Ein Verfahren zur Aberkennung des Status des Asylberechtigten wurde am 13.06.2018 eingeleitet. Der Status des Asylberechtigten wurde Ihnen vor mehr als fünf Jahren zuerkannt. Sie wurden jedoch straffällig, da Sie wegen einer vorsätzlich begangenen gerichtlich strafbaren Handlung, die in die Zuständigkeit des Landesgerichtes fällt, rechtskräftig verurteilt wurden.

Sie wurden rechtskräftig verurteilt und bedeuten eine Gefahr für die Allgemeinheit des Aufnahmestaates. Zufolge des Strafregisterauszuges der Justizbehörden scheint folgende Verurteilung auf.

LG für Strafsachen Wien 115 Hv 75/18v vom 27.08.2018 RK 27.08.2018

§83 Absatz 1 StGB

Datum der (letzten) Tat 20.03.2018

Freiheitsstrafe 3 Monate, bedingt, Probezeit 3 Jahre

[…]

E) Rechtliche Beurteilung

[…]

Seit der Asylzuerkennung im Jahr 2009 bis zur Erlassung dieses Aberkennungsbescheides sind zwar mehr als fünf Jahre vergangen, jedoch wurden Sie straffällig, weshalb die unwiderlegliche Vermutung der sozialen Verfestigung auf Sie nicht anwendbar ist.

[…]“

10.      Gegen den obgenannten Bescheid der belangten Behörde richtet sich die fristgerecht eingebrachte Beschwerde vom 18.10.2018. Zu Spruchpunkt I. (Asylaberkennung) wurde auf
§ 30 StPO hingewiesen. Gemäß dieser Bestimmung obliege das Hauptverfahren wegen Straftaten, die nur mit einer Geldstrafe oder mit einer Geldstrafe und einer ein Jahr nicht übersteigenden Freiheitsstrafe außer im § 30 Abs. 1 StPO taxativ aufgezählten Ausnahmen (unter die § 83 StGB nicht falle) dem Bezirksgericht. Die Strafdrohung des § 83 Abs. 1 StGB sei eine Freiheitsstrafe bis zu einem Jahr oder einer Geldstrafe bis zu 720 Tagessätzen. Demnach falle die Straftat, derentwegen der Beschwerdeführer verurteilt worden sei, nicht in die Zuständigkeit des Landesgerichts. Da für die Verurteilung aus dem Jahr 2007 bereits die Tilgung eingetreten sei, dürfe sie gemäß § 1 Abs. 2 und 4 Tilgungsgesetz nicht als nachteilig für den Beschwerdeführer angenommen werden und sei somit auch nicht von einer mehrmaligen Begehung einer strafbaren Handlung auszugehen. Somit sei der Beschwerdeführer gemäß § 2 Abs. 3 AsylG nicht straffällig geworden und habe die belangte Behörde ein Aberkennungsverfahren nicht einleiten dürfen.
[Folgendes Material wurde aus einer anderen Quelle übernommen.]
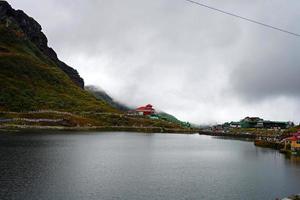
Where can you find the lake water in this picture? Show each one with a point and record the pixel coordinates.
(131, 166)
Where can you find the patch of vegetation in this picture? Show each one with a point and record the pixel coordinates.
(30, 81)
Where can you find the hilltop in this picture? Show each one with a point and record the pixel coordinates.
(38, 90)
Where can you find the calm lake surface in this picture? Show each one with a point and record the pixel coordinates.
(131, 166)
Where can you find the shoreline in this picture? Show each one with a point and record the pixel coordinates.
(18, 128)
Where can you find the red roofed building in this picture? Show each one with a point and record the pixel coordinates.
(145, 110)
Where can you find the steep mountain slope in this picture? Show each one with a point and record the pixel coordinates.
(31, 76)
(102, 95)
(37, 90)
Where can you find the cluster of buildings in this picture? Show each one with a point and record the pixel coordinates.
(150, 112)
(292, 144)
(146, 110)
(256, 122)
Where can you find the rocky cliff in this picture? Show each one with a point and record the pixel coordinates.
(33, 31)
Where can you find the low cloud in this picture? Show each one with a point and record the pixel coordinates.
(195, 63)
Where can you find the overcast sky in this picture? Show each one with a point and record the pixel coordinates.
(195, 63)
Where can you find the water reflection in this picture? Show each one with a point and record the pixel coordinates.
(141, 166)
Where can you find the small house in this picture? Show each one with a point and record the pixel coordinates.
(293, 143)
(145, 110)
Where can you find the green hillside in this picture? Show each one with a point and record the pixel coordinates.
(31, 81)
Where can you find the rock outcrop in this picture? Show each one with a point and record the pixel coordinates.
(33, 31)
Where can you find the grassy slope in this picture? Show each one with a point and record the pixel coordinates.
(30, 81)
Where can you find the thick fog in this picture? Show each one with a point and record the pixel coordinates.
(198, 64)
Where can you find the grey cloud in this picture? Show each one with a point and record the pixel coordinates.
(195, 63)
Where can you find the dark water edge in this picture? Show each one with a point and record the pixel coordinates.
(90, 165)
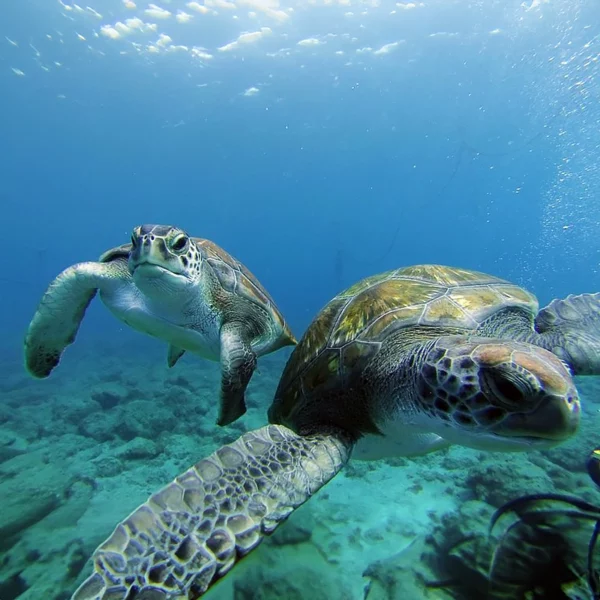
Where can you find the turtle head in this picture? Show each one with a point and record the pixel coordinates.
(497, 395)
(162, 255)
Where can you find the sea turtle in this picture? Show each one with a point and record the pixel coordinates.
(184, 290)
(401, 363)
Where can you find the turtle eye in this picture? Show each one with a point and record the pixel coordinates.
(179, 243)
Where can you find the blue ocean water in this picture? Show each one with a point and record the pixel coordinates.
(318, 142)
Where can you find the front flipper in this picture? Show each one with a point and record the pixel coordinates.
(570, 329)
(193, 531)
(238, 362)
(60, 312)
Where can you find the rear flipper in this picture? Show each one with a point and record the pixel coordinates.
(193, 531)
(570, 329)
(238, 362)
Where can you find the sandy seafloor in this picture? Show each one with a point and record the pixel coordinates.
(81, 449)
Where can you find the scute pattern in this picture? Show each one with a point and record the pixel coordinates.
(190, 533)
(348, 332)
(235, 277)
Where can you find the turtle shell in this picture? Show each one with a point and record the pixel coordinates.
(231, 274)
(350, 329)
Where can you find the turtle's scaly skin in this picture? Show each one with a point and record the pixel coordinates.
(186, 291)
(401, 349)
(350, 330)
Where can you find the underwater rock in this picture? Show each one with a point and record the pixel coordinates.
(141, 418)
(107, 399)
(395, 578)
(507, 478)
(29, 493)
(99, 426)
(138, 448)
(290, 534)
(11, 445)
(108, 466)
(299, 584)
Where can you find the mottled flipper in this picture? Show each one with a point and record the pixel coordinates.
(193, 531)
(60, 312)
(570, 329)
(173, 355)
(238, 362)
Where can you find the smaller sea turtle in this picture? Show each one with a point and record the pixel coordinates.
(401, 363)
(184, 290)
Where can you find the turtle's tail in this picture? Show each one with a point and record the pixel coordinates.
(570, 328)
(193, 531)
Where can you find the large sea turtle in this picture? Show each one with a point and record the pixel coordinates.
(401, 363)
(184, 290)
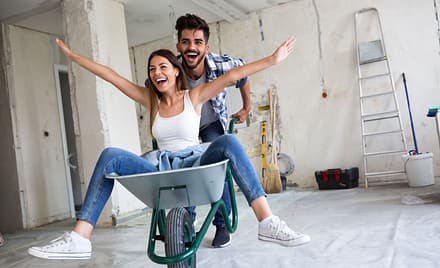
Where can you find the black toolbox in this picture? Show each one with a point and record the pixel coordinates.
(337, 178)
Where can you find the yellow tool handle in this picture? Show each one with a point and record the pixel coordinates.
(263, 147)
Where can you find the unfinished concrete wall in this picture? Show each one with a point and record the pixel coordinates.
(103, 115)
(38, 139)
(10, 197)
(320, 133)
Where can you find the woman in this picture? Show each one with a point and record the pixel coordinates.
(174, 122)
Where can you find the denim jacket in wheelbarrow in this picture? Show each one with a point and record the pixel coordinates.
(167, 160)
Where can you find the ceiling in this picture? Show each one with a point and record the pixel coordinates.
(148, 20)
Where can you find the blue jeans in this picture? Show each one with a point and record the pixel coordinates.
(121, 162)
(208, 134)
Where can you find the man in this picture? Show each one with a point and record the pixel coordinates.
(202, 66)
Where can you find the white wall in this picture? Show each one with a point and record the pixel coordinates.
(104, 116)
(42, 171)
(320, 133)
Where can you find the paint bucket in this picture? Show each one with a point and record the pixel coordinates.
(419, 169)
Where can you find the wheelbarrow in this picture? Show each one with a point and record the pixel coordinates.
(172, 191)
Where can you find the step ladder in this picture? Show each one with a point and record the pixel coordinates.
(383, 137)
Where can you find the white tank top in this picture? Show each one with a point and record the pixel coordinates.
(180, 131)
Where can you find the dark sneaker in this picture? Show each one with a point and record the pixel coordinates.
(222, 237)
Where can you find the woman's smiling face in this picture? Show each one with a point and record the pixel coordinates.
(162, 73)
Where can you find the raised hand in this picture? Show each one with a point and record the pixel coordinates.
(284, 50)
(66, 50)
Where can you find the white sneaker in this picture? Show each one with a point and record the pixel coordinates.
(277, 231)
(68, 246)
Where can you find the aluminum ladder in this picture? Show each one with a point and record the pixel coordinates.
(383, 137)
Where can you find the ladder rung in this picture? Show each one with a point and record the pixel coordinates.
(374, 76)
(384, 173)
(383, 132)
(383, 58)
(380, 116)
(377, 94)
(385, 153)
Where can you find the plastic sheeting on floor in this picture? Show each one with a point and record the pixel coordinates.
(383, 226)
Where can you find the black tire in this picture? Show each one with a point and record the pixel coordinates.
(179, 229)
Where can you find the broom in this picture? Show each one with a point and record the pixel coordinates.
(272, 179)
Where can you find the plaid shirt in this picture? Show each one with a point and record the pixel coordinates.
(217, 65)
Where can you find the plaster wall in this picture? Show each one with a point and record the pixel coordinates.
(42, 170)
(10, 197)
(104, 116)
(320, 133)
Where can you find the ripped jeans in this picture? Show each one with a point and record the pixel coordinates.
(122, 162)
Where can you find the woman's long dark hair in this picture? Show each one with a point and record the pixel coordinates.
(154, 93)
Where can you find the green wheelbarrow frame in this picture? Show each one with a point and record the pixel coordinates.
(192, 243)
(174, 194)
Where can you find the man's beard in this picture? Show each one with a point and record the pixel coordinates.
(199, 59)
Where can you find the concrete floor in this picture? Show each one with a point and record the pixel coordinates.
(382, 226)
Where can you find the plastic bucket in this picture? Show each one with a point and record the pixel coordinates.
(419, 169)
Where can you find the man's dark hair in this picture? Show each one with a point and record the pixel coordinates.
(192, 22)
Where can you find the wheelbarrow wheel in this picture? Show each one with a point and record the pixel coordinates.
(179, 234)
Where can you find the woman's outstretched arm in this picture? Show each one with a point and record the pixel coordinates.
(133, 91)
(207, 91)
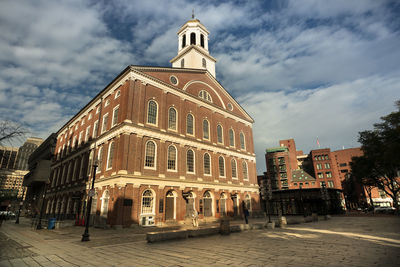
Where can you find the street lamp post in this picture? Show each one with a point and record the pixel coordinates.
(39, 226)
(85, 236)
(301, 200)
(20, 205)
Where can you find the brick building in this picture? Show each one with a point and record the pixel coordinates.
(168, 140)
(13, 167)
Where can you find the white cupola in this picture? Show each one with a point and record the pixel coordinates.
(193, 48)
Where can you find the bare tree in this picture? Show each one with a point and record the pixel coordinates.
(10, 131)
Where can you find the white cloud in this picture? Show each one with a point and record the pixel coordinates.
(335, 114)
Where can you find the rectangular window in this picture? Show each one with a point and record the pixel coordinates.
(80, 138)
(87, 133)
(115, 116)
(327, 166)
(95, 129)
(104, 125)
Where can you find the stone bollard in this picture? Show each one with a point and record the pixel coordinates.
(270, 225)
(282, 222)
(224, 226)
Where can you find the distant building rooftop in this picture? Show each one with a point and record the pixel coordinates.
(277, 149)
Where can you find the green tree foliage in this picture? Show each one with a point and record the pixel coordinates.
(380, 164)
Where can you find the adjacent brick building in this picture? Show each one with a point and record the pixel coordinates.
(168, 140)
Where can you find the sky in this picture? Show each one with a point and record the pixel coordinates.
(303, 69)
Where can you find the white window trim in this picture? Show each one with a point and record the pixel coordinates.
(176, 159)
(219, 174)
(113, 123)
(222, 134)
(247, 170)
(147, 113)
(154, 202)
(234, 143)
(194, 125)
(117, 94)
(176, 120)
(108, 155)
(244, 141)
(155, 156)
(94, 133)
(102, 123)
(236, 177)
(194, 162)
(98, 170)
(210, 165)
(202, 126)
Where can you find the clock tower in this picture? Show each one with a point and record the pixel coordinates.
(193, 48)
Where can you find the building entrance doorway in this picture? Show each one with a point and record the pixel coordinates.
(189, 204)
(170, 206)
(222, 203)
(207, 204)
(235, 205)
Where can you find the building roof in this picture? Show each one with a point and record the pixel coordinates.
(154, 74)
(277, 149)
(301, 176)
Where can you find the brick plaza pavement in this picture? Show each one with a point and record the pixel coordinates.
(341, 241)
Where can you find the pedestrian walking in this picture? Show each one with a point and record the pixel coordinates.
(2, 218)
(245, 212)
(195, 218)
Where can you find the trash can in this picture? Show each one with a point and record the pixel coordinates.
(224, 226)
(52, 223)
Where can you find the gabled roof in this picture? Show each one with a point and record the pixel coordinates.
(152, 73)
(301, 176)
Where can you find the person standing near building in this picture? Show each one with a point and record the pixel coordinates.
(245, 212)
(195, 218)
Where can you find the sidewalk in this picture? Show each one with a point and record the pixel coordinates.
(340, 241)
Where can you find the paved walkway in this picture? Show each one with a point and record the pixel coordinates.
(341, 241)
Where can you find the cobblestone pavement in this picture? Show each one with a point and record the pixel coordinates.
(341, 241)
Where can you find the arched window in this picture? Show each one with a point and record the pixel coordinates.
(150, 155)
(231, 137)
(110, 155)
(152, 112)
(207, 164)
(219, 134)
(206, 129)
(171, 165)
(104, 204)
(192, 38)
(100, 159)
(245, 172)
(233, 165)
(189, 124)
(90, 161)
(172, 118)
(247, 201)
(205, 95)
(190, 160)
(183, 40)
(221, 166)
(242, 144)
(93, 210)
(147, 202)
11.      Am 21.07.2020 fand vor dem Bundesverwaltungsgericht eine öffentliche mündliche Verhandlung statt.

12.      Am 22.07.2020 übermittelte die belangte Behörde eine Stellungnahme und führte einleitend aus, dass ungeklärt sei, ob im Falle eines Hervorkommens von Tatsachen während des Beschwerdeverfahrens, die einen Sachverhalt nach § 7 Abs. 3 AsylG begründen, die Verpflichtung der Verständigung der Niederlassungsbehörden nicht auf das Bundesverwaltungsgericht übergehe. Diesbezüglich verwies die belangte Behörde auf die anhängige Amtsrevision zum Erkenntnis des Bundesverwaltungsgerichtes vom 26.05.2020, W147 1306574-2/40E.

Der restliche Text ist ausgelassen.